Is there anyone to explain difference between WLLN and SLLN in terms of this issue?
Thanks!
Feller's WLLN says $X_n$ are i.i.d and let $S_n=\sum X_i$. Then $\exists C_n$(finite) such that $$\frac{S_n-C_n}{n}\overset{P}{\rightarrow} 0 \hspace{10pt} \iff nP({X_1}>n)\rightarrow 0$$ In such a case $\frac{C_n}{n}=E(X_1I\{|X_1|\leq n\})+o(1)$.
Kolmogorov's SLLN says $X_n$ are i.i.d and let $S_n=\sum X_i$.Then $$\frac{S_n}{n}\overset{a.s.}{\rightarrow} c \hspace{10pt}\text{for some finite c}\hspace{10pt}\iff X_1\in L_1$$ In such a case necessarily $c=E(X_1)$.

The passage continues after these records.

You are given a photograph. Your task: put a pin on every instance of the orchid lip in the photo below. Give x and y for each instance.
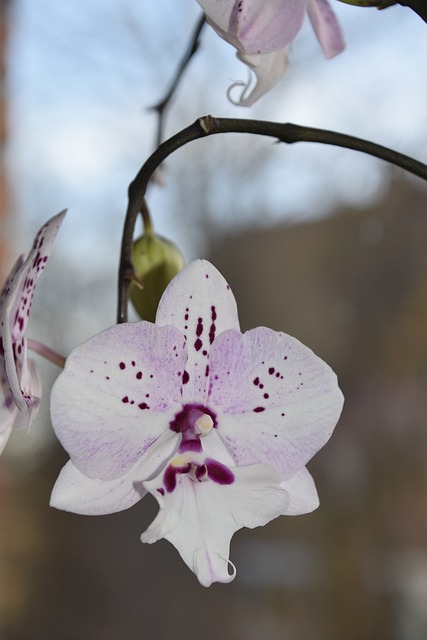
(197, 471)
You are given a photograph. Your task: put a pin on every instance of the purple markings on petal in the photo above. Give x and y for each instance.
(189, 443)
(212, 329)
(218, 472)
(169, 478)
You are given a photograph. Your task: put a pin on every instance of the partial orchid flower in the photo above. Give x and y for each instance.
(20, 387)
(262, 30)
(217, 425)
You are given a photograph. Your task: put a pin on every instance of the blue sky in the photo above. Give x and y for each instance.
(83, 72)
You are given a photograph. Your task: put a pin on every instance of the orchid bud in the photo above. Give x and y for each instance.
(156, 261)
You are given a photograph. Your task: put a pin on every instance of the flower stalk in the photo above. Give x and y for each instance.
(288, 133)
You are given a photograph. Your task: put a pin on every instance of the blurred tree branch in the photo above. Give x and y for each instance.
(208, 125)
(419, 6)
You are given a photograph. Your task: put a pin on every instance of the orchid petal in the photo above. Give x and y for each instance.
(276, 402)
(268, 69)
(77, 493)
(199, 518)
(302, 493)
(200, 304)
(326, 27)
(220, 13)
(265, 27)
(8, 413)
(117, 394)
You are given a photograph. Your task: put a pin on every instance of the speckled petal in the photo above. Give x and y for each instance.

Result: $X\in L_p \Rightarrow n^pP(|X_1|>n^{1/p})\rightarrow 0$. But the otherway IS NOT TRUE!
Thus $X_1\in L_1$ means we can apply SLLN and WLLN both. The following example depicts WLLN holds but not SLLN
Let $X_n$ i.i.d with density $f(x)=\frac{c}{x^2\log{|x|}} I\{|x|>e\}$. Show that $E(X^{+})=\infty=E(X^{-})$ implying $E(X)$ does not exist. We can not apply SLLN. But it's not hard to show $nP(|X_1|>n)=o(1)$. Hence by WLLN we've $$\frac{S_n}{n} -E(X_1I\{|X_1|\leq n\})\overset{P}{\rightarrow} 0$$ Since $X_1$ is symmetric the above expectation is $0$, i.e. $\frac{S_n}{n}\overset{P}{\rightarrow} 0$.
In this example you can also show $$\limsup \frac{S_n}{n}=\infty \hspace{10pt}\text{and}\hspace{10pt}\liminf \frac{S_n}{n}=-\infty\hspace{3pt}\text{almost surely}$$
Thus it's clearly false that $\frac{S_n}{n}\overset{a.s.}{\rightarrow} 0$.